There are three gharanas or schools of Kathak namely the Jaipur, Banaras, and Lucknow gharanas. The Jaipur gharana focuses on foot movements whereas the other two emphasize facial expressions and graceful hand movements. In this dance form, the legs and torso of the dancer is held straight and emphasis is on rhythmic movements of the foot made noticeable by the jingling of the ghungroos. The dancer tells the story with the help of facial expressions, amazing spins, bends and turns, and stage movements. The eye and feet movements are of the greatest importance in this dance form. The dancer uses her eyes, eyebrows, and facial expressions to communicate the story.
Some of the basic Kathak steps are the urap where joy is depicted with high jumping postures. Thirap or thirip is where the dancer is at an angle or diagonal. The wrist movement is called the kasak and the rhythmic movement of the breast is called masak.

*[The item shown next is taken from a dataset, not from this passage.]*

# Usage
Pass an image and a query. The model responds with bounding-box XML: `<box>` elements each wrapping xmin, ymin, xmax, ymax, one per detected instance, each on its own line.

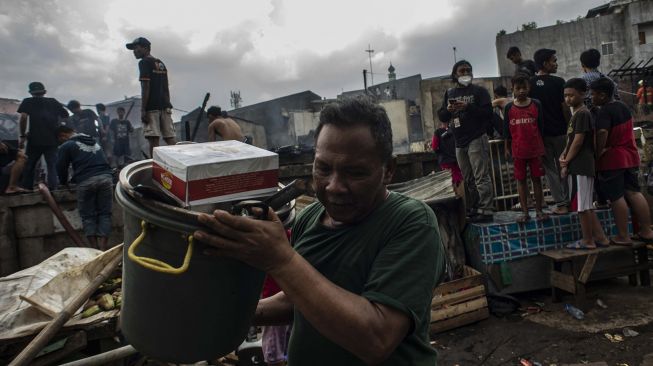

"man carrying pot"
<box><xmin>194</xmin><ymin>99</ymin><xmax>445</xmax><ymax>365</ymax></box>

Lag is a posture which shows 2 body parts joining gracefully. A Kathak performance begins with the invocation or vandana where the dancer comes on to the stage and offers his respect to the guru and the musicians. A Hindu performer uses mudras and facial expressions to invoke the Hindu gods and goddesses whereas a Muslim performer begins with a salami or salutation. Kathak performances can be solo or team performances. There is a lot of speed and energy in the dancing, the dancers may even interact with the audience to explain something, recite a song, or tell an anecdote. The nritta begins with elegant and slow movements using the neck, eyebrows, and wrists following which speed and energy increases with spectacular footwork and turns and gestures highlighting tora, parhant, tukra, and paran through each sequence of bol. The dancer also synchronizes her footwork in tune with the music with finally a sharp turn of the head indicating the end of a sequence.
The costumes of Kathak dancers vary in the Hindu and Muslim communities but they complement it well with traditional gold jewelry and the ghungroos. Male dancers wear a silk dhoti with a silk scarf and simple jewelry. The instruments usually accompanying a Kathak dancer are the tabla, hand cymbals or manjira, sarangi, and harmonium. Birju Maharaj and Sitara Devi are the most famous dancers of this dance genre.